Fecha: 16 de noviembre de 2025
Estimados hermanos y hermanas:
En el corazón de la Jornada Mundial de los Pobres que celebramos hoy, siento que el Señor nos convoca a un encuentro fraterno, entrañable y profundo: no solo con quienes sufren el drama de la precariedad, sino con Él mismo, quien «siendo rico, se hizo pobre por nosotros para enriquecernos con su pobreza» (cf. 2 Cor 8,9). Así, al mirar el rostro del pobre, descubrimos el rostro de Cristo.
El salmo que inspira el lema –Tú, Señor, eres mi Esperanza (Sal 71,5)– se convierte en eco de la experiencia de tantos que viven al borde: sin seguridad, sin recursos, sin voz. Y, sin embargo, su mirada al cielo, su súplica rendida y su dependencia de Dios revelan para nosotros un testimonio de confianza que no flaquea. El Señor espera y desea que le reconozcamos en el pobre. Este es, quizá, el culmen silencioso de la fe cristiana, porque no es un acto exterior, sino una revelación interior. El pobre no es únicamente destinatario de nuestra compasión, es sacramento vivo de la presencia de Cristo, donado en su fragilidad más absoluta. San Juan Crisóstomo lo revelaba con una fuerza extraordinaria: «¿Quieres honrar el cuerpo de Cristo? No lo desprecies cuando lo veas desnudo; no lo honres aquí en el templo con telas de seda mientras fuera lo dejas sufrir frío y desnudez» (Homilía sobre Mateo, 50, 3).
En el mensaje para esta Jornada, el Papa León XIV nos recuerda que los pobres «no son una distracción para la Iglesia», sino «nuestros hermanos y hermanas amados, pues con sus vidas, sus palabras y su sabiduría nos ponen en contacto con la verdad del Evangelio». Este enfoque nos ayuda a cambiar el paradigma: no se trata únicamente de dar una limosna, sino de sentarnos a su lado, compartir su dolor, mirarles a los ojos, preguntarles su nombre, tomarles la mano, contemplar su soledad y reconocer en ellos una presencia que nos evangeliza. Os invito a hacerlo, lejos de la prisa por cumplir un deber, con el corazón dispuesto a recibir y aprender.

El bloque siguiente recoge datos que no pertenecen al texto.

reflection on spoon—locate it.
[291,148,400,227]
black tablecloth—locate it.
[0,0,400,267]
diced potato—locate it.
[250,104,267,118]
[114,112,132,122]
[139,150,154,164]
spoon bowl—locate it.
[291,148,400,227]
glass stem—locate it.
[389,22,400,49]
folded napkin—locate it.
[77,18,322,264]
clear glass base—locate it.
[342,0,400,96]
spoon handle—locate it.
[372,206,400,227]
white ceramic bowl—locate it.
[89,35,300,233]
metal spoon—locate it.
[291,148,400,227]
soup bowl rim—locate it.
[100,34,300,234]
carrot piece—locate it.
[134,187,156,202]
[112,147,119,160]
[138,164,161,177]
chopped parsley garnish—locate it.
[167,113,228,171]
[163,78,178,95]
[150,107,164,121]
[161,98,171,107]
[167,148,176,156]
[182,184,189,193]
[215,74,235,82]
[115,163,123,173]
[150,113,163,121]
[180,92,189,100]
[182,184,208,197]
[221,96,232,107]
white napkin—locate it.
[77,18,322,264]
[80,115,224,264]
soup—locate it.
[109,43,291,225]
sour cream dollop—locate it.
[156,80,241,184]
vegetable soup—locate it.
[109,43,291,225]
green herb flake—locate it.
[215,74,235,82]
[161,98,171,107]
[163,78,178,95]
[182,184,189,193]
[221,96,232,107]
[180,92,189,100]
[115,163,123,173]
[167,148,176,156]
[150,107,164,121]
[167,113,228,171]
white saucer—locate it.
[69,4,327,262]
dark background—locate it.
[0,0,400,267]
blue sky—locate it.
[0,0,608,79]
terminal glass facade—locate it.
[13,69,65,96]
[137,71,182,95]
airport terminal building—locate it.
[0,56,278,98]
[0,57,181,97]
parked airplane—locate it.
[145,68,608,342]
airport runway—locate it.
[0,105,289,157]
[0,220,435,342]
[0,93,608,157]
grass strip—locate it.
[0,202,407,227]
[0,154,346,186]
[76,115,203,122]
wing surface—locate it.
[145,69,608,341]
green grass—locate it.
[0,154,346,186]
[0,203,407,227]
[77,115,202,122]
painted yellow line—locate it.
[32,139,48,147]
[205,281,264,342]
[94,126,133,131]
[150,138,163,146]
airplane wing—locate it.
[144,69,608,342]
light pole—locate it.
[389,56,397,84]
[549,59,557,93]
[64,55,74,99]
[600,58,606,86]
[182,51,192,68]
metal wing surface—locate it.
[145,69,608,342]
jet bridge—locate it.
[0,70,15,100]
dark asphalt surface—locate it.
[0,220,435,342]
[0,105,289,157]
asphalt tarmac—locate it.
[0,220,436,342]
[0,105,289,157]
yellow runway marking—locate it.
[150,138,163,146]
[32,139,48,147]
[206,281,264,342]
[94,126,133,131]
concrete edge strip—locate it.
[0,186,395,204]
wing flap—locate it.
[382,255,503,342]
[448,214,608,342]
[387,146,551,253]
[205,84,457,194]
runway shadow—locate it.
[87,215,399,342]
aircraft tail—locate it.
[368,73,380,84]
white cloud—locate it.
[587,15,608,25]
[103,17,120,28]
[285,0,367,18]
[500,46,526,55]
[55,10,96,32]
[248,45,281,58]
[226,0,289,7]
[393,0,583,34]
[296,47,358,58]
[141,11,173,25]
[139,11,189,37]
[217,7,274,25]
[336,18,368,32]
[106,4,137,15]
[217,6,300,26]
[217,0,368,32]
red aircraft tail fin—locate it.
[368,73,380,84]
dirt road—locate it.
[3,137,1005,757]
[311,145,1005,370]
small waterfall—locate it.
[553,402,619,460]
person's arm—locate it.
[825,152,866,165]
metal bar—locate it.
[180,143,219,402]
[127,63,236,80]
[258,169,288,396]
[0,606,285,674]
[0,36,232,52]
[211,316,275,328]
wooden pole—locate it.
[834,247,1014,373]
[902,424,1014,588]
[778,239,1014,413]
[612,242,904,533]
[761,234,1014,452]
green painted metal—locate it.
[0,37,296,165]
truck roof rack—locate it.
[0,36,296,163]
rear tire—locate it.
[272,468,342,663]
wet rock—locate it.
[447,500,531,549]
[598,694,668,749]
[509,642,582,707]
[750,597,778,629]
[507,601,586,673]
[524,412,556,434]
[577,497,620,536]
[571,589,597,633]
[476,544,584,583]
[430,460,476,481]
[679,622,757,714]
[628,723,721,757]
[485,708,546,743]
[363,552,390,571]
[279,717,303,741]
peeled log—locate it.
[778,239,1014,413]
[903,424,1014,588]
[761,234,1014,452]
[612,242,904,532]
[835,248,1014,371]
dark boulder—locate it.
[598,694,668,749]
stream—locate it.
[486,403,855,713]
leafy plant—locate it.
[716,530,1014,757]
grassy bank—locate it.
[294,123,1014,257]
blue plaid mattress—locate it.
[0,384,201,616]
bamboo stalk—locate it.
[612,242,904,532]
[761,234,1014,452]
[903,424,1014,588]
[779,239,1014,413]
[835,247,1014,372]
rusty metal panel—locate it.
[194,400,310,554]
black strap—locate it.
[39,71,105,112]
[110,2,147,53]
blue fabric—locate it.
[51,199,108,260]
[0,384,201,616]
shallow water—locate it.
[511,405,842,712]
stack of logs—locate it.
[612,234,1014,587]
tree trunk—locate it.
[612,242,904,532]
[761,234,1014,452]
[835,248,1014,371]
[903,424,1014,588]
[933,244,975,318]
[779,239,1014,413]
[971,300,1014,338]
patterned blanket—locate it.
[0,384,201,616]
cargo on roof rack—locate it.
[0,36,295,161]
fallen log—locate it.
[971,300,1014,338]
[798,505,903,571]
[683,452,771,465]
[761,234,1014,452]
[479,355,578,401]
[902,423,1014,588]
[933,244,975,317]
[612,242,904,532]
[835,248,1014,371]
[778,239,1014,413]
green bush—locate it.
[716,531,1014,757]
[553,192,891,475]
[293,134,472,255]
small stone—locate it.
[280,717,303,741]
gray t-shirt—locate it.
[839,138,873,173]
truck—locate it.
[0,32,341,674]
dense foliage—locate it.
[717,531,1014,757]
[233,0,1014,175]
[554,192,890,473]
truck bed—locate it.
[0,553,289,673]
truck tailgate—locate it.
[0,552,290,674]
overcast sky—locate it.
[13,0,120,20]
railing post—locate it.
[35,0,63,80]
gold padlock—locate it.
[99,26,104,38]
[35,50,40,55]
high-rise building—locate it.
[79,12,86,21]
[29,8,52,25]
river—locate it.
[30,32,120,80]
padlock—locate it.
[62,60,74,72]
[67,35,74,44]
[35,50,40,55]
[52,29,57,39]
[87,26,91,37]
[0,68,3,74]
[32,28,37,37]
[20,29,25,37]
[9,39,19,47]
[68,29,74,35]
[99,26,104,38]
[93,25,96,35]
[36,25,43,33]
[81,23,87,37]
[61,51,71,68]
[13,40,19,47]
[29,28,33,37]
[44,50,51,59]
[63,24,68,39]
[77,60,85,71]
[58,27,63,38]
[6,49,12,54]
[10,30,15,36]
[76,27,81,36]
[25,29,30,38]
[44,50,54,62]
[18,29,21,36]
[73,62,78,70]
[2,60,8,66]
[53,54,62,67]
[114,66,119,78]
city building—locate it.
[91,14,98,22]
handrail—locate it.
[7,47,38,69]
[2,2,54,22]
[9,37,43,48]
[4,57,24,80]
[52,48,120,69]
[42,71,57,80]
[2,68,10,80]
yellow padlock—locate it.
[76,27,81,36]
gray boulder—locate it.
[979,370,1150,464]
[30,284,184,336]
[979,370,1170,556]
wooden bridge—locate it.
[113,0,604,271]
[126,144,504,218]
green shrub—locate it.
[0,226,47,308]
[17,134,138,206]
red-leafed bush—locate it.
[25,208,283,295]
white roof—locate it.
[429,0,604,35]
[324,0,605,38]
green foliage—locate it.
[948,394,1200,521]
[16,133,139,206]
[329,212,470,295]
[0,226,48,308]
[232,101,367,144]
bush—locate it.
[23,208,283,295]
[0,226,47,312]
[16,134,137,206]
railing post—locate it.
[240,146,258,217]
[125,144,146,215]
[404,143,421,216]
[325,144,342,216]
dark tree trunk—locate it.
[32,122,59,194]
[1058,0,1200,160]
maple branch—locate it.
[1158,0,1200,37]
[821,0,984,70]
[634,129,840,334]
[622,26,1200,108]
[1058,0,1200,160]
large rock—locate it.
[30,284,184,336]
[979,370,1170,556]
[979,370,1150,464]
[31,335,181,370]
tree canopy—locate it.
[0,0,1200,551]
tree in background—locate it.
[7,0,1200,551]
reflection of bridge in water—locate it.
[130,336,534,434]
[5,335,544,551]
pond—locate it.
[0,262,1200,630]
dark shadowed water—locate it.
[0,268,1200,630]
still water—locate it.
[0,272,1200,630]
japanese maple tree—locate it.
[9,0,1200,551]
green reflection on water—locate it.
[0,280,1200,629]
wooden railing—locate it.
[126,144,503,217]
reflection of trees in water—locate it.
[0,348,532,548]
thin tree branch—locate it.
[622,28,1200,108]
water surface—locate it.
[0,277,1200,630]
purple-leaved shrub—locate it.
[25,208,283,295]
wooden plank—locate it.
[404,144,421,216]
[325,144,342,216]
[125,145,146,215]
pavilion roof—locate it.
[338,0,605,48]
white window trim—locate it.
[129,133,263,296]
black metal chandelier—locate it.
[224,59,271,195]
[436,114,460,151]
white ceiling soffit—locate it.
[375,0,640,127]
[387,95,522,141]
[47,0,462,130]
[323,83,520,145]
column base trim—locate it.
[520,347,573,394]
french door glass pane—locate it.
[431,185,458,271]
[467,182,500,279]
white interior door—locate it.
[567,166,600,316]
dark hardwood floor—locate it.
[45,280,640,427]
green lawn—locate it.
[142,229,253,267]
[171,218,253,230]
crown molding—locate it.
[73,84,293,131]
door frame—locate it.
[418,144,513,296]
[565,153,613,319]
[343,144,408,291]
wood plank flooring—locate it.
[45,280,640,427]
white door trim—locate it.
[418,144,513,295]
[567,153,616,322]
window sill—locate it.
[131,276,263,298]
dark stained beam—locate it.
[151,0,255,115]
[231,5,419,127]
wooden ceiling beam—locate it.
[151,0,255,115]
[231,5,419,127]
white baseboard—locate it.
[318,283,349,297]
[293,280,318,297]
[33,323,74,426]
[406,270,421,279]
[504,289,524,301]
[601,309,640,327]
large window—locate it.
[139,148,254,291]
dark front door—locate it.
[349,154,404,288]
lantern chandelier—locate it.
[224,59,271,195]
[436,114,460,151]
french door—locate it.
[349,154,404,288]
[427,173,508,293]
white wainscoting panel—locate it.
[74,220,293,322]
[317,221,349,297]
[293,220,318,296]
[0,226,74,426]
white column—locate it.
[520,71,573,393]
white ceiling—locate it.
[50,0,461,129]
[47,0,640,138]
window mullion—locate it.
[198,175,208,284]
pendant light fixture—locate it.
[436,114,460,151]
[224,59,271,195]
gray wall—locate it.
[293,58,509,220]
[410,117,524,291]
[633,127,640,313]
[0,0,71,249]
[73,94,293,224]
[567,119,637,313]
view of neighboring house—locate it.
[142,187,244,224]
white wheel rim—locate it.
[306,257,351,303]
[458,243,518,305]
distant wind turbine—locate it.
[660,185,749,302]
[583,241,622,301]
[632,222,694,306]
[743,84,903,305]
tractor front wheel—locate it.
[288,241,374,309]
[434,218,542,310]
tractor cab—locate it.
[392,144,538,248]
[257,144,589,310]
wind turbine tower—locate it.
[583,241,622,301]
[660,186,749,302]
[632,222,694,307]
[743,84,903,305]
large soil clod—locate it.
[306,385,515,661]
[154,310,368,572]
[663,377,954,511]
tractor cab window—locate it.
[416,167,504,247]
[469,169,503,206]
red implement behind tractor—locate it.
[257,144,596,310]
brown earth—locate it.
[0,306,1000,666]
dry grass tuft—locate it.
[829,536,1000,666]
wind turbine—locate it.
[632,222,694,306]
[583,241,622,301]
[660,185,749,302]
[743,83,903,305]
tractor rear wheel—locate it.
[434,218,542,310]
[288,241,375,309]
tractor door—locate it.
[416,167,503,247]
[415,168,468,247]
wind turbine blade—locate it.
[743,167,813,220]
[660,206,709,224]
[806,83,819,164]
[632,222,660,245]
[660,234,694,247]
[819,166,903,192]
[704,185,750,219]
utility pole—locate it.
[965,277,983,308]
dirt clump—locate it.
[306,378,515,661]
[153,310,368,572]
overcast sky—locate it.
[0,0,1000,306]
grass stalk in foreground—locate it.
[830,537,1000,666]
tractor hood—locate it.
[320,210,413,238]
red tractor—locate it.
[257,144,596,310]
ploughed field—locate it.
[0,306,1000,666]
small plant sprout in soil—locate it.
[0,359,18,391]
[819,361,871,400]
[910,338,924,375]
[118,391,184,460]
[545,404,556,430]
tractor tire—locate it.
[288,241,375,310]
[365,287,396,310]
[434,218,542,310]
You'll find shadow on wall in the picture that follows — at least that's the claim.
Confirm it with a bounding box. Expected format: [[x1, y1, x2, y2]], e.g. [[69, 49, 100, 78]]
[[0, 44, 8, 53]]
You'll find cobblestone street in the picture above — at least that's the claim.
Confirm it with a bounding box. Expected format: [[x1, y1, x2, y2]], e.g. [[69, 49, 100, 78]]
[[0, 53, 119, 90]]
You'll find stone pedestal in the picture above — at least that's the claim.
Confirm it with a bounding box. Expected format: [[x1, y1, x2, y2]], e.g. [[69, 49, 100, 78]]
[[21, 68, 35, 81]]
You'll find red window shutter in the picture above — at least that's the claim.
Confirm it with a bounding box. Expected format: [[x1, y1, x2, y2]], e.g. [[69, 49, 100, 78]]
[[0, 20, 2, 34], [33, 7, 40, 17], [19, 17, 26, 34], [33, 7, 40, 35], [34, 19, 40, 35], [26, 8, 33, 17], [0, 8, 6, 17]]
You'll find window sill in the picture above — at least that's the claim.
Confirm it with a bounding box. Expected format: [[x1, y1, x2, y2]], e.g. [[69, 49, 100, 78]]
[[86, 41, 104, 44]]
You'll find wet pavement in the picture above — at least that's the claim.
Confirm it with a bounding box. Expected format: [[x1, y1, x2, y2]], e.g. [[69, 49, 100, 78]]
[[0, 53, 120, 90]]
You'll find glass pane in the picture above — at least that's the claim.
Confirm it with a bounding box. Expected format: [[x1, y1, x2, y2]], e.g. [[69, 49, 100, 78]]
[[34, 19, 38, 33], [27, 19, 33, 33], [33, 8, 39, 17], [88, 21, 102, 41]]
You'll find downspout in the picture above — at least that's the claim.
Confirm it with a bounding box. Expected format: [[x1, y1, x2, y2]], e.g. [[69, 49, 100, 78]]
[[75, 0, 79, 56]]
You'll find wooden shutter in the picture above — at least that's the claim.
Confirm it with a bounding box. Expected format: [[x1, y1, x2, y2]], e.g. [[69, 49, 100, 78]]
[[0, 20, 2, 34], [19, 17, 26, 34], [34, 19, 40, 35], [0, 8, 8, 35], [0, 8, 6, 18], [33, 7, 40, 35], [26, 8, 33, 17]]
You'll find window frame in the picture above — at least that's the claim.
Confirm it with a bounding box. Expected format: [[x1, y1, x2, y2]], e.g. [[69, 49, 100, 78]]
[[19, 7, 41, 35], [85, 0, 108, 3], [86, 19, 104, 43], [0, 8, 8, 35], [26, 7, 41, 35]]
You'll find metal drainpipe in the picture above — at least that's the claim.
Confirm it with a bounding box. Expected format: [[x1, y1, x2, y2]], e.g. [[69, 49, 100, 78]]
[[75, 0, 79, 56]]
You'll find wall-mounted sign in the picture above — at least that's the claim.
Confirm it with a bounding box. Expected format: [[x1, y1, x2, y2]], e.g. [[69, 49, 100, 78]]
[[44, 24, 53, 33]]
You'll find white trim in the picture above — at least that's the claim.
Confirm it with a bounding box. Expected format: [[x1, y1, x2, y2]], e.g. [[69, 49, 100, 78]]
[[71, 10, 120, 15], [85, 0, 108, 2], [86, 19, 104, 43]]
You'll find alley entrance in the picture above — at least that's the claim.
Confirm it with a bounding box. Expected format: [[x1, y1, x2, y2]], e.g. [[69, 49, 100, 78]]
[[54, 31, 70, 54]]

Nuestra fe alcanza su plenitud cuando descubrimos esta verdad absoluta: que Dios se deja encontrar en el mendigo, en el enfermo, en el anciano, en el solitario; y que, al tenderle la mano, entramos en comunión con el propio Señor, que nos dice a media voz: «Lo que hicisteis con uno de estos pequeños, conmigo lo hicisteis» (Mt 25,40).
En el rostro del que sufre, Cristo se oculta y se revela; espera ser reconocido, amado, tocado. San Juan Crisóstomo plantea otra pregunta desarmante: «¿Qué ventaja puede tener Cristo si la Mesa del sacrificio está llena de vasos de oro, mientras luego se muere de hambre en la persona del pobre?». Celebremos hoy que la esperanza ha tomado carne en aquel que tiene falta y que el pobre no es solo un problema a resolver, sino un misterio a contemplar, pues en su rostro nos mira el Señor Jesús. Caminemos juntos hacia una humanidad nueva, donde ninguno sea invisible, donde todos seamos hermanos.